9. Un vector que comprende una secuencia de nucleótidos que codifica la proteína de fusión de cualquiera de las reivindicaciones 1-4.

10. Un método para producir una proteína de fusión, que comprende cultivar una célula huésped que comprende un ácido nucleico que codifica la proteína de fusión de cualquiera de las reivindicaciones 1-4 en una condición que produce la proteína de fusión y recuperar la proteína de fusión producida por la célula huésped.
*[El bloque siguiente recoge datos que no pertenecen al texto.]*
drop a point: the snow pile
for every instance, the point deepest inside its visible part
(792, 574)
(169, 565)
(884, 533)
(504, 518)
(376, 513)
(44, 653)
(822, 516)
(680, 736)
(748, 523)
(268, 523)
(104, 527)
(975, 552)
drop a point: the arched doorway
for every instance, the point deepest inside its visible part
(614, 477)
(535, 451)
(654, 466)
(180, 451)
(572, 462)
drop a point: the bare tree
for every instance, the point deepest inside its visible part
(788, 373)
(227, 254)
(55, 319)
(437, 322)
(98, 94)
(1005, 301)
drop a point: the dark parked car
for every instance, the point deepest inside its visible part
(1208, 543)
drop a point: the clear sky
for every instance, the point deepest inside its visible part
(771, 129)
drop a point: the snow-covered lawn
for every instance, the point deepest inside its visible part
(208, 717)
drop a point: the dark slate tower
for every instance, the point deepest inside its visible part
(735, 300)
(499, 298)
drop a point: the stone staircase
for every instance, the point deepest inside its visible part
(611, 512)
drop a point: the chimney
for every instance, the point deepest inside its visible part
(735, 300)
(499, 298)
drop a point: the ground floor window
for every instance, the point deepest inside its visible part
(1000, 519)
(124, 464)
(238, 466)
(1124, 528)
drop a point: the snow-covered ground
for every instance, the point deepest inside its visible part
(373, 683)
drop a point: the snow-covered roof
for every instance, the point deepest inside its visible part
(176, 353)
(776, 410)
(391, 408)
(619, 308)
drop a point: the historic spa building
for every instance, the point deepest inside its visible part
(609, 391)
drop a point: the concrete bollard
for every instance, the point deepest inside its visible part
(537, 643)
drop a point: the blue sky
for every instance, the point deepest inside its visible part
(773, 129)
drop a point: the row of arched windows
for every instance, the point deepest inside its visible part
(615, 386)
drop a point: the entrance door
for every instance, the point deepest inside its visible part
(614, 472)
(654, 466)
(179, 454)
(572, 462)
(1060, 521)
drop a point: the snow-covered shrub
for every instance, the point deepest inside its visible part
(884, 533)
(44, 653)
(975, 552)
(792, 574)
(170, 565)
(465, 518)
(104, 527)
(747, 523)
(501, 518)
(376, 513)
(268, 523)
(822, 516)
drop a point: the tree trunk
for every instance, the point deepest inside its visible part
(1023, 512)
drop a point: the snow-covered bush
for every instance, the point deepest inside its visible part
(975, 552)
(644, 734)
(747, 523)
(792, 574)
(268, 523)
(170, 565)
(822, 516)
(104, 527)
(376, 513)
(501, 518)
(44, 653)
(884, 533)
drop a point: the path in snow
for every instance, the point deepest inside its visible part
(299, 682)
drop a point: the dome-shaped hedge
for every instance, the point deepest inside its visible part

11. La proteína de fusión de acuerdo con la reivindicación 2 o 3,

en donde los dominios extracelulares de los receptores de VEGF comprenden un dominio de tipo Ig D1-D7 de los receptores de VEGF; o

en donde los dominios extracelulares de receptores de VEGF que comprenden i) un dominio D2 similar a Ig de un VEGFR1 y un dominio D3 similar a Ig de un VEGFR2; ii) la secuencia de aminoácidos de SEQ ID NO: 10 o iii) una secuencia de aminoácidos que tiene al menos un 90% de identidad con la SEQ ID NO: 10.

12. Una composición que comprende la proteína de fusión de acuerdo con cualquiera de las reivindicaciones 1-4 y un adyuvante, vehículo o excipiente farmacéuticamente aceptable.

13. Una proteína de fusión de cualquiera de las reivindicaciones 1-4 para uso en el tratamiento/prevención de una enfermedad angiogénica; preferiblemente en donde la enfermedad angiogénica comprende artritis reumatoide, artritis inflamatoria, osteoartritis, cáncer ocular y sistémico, metástasis e invasión relacionadas con tumores, enfermedades de fibrosis sistémica que incluyen fibrosis pulmonar idiopática (IFF), esteatohepatitis no alcohólica (NASH) o fibrosis hepática, nefropatía diabética y/o fibrosis renal, fibrosis dérmica o queloide, cicatrización de heridas, cardio-fibrosis, accidente cerebrovascular inducido por isquemia, enfermedad ocular caracterizada por neovascularización o isquemia (como neovascularización coroidea), uveítis, retinitis pigmentosa, degeneración macular relacionada con la edad (DMAE), retinopatía diabética y edema macular diabético (EMD).